Il presente lavoro presenta importanti limiti metodologici che devono essere tenuti presente: il mancato campionamento con criteri specifici, la numerosità campionaria, l’assenza di un disegno previo, la mancanza di inferenze statistiche che impediscono la generalizzabilità dei risultati. Tuttavia, queste osservazioni hanno un valore generale e possono essere allargate e approfondite, in tema di gestione del CVP, a livello personale e istituzionale con protocolli operativi, algoritmi decisionali, specifiche divisioni di ruoli terapeutici, schemi di procedure e obiettivi di intervento, indicazioni preventive e gestionali delle situazioni di crisi, corsi di formazione su specifici temi di valutazione e gestione del CVP, arricchimenti con metodologie attuariali dei risultati clinici, utilizzo critico e approfondimento scientifico di ipotesi cliniche di ricerca. Pur nella considerazione dei necessari approfondimenti critici attuali, delle correzioni future, del mutare delle ideologie psichiatriche e dei principi di legge e della possibilità per ogni psichiatra di ampliare i suoi compiti nella gestione del CVP è da rilevare che queste osservazioni forensi (e ipotesi di buona pratica clinica) già allo stato attuale permettono di:
• offrire al paziente e ai protagonisti dell’evento di violenza un’alta qualità di beneficialità in tema di cura e protezione;
• offrire allo psichiatra uno schema di comportamenti obiettivi di buona pratica clinica soddisfacendo il suo diritto-dovere di conoscere, prima di essere imputato, i criteri precisi sui quali è giudicata la sua responsabilità professionale;
• suggerire che in un’aula giudiziaria non siano esclusivamente altre persone (avvocati, giudici, medici legali, periti, consulenti) a decidere quali siano le evidenze cliniche condivise sulle quali giudicare lo psichiatra in tema di CVP.
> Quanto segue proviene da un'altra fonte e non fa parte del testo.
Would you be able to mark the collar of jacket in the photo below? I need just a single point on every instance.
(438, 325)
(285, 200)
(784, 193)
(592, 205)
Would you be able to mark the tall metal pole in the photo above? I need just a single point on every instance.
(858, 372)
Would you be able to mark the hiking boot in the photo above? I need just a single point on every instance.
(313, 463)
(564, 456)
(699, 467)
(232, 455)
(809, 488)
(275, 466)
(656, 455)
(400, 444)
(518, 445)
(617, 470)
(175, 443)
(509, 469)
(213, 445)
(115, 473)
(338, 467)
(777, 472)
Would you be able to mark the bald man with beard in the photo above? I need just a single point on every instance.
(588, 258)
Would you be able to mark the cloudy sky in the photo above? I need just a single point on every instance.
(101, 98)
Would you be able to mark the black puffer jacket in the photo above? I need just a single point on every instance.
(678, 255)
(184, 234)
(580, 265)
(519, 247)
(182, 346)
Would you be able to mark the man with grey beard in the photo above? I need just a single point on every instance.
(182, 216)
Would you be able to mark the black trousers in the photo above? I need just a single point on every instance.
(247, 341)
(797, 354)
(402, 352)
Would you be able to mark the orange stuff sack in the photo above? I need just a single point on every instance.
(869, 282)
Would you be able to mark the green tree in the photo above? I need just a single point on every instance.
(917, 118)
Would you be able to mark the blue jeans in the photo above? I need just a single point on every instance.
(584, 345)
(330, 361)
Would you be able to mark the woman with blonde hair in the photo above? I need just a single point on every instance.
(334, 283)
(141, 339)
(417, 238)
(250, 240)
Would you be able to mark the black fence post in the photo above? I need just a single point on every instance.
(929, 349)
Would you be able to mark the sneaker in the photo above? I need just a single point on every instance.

Infine, queste osservazioni psichiatrico-forensi dovrebbero stimolare un dialogo costruttivo fra tutti i protagonisti dell’evento clinico e giudiziario del CVP messo in atto dai pazienti allo scopo di una sempre maggiore beneficialità per tutte le persone interessate, nel pieno rispetto delle realtà scientifiche condivise e delle leggi vigenti.



Conflitto di interessi: gli autori dichiarano l’assenza di conflitto di interessi.